Facebook ha rilasciato i dati sui checkin effettuati in Italia e all’estero e sui posti privilegiati dagli users. L’opzione “Places” consente infatti la geolocalizzazione degli utenti che possono condividere il posto in cui sono (bar, ristorante, teatro, stadio, monumento, città etc.) sul social network e cercare così qualche amico che sia nelle vicinanze. Il servizio tende anche a proporre all’utente di contribuire alle informazioni sui posti visitati.

Places è stato lanciato 8 mesi fa nel mondo e 10 in USA e, secondo i dati distribuiti da Vincos, sarebbero pochi ancora gli utilizzatori (solo 15.000) rispetto all’utenza complessiva su Facebook in Italia, che si stima intorno ai 19 milioni di iscritti.

Stando ai dati, gli users che usano con frequenza il servizio simile a quello di Foursquare, sono gli early adopters, coloro i quali provano le nuove tecnologie da subito, prima che vengano diffuse nel mercato di massa, e sono molto utili, per i feedback che danno, all’azienda che lancia nuovi servizi.

I dati dei checkin giornalieri nel mondo sono questi:

USA: circa 750.000 checkin

UK: circa 80–100.000 checkin

Germania: circa 40.000 checkin

Svezia: circa 30.000 checkin

Italia: circa 15.000 checkin

I luoghi che hanno ricevuto più checkin in Italia sono aeroporti e stazioni ferroviarie.

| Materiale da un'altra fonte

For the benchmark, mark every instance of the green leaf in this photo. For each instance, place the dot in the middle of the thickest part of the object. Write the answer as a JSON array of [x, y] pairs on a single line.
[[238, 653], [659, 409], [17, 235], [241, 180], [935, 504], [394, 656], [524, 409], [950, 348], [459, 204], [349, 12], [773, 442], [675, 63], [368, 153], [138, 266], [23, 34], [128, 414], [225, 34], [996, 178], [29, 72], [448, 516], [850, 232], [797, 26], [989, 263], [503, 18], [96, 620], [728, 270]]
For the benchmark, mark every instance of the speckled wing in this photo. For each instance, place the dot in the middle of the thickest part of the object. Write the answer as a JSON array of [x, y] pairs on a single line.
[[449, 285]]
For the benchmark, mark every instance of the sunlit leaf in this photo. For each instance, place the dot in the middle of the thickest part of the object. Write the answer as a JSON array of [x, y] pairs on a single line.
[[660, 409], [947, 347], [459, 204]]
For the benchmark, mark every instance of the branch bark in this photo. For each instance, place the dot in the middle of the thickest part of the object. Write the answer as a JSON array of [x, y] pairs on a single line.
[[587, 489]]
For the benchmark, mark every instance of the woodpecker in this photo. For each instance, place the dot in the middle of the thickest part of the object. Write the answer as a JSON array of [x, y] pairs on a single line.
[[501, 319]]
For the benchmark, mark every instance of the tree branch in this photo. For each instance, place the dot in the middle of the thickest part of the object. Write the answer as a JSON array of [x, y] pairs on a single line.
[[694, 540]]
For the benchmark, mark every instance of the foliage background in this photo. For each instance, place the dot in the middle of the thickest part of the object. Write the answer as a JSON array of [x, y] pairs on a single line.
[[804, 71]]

A seguire troviamo piazze importanti come il Duomo di Milano o Piazza di Spagna a Roma.

Per quanto riguarda le località più apprezzate dagli utenti, quindi le pagine fan su Facebook associate ai luoghi che hanno tenuto almeno 100 checkin, ritroviamo discoteche e luoghi di ritrovo più che monumenti, musei o luoghi di bellezza naturale.

Come risulta dai dati Audiweb relativi al mese di Aprile, gli utenti di Internet sono in crescita e gli enti culturali e turistici dovrebbero lavorare più sulla comunicazione digitale per favorire la diffusione dei luoghi di maggior interesse in Italia.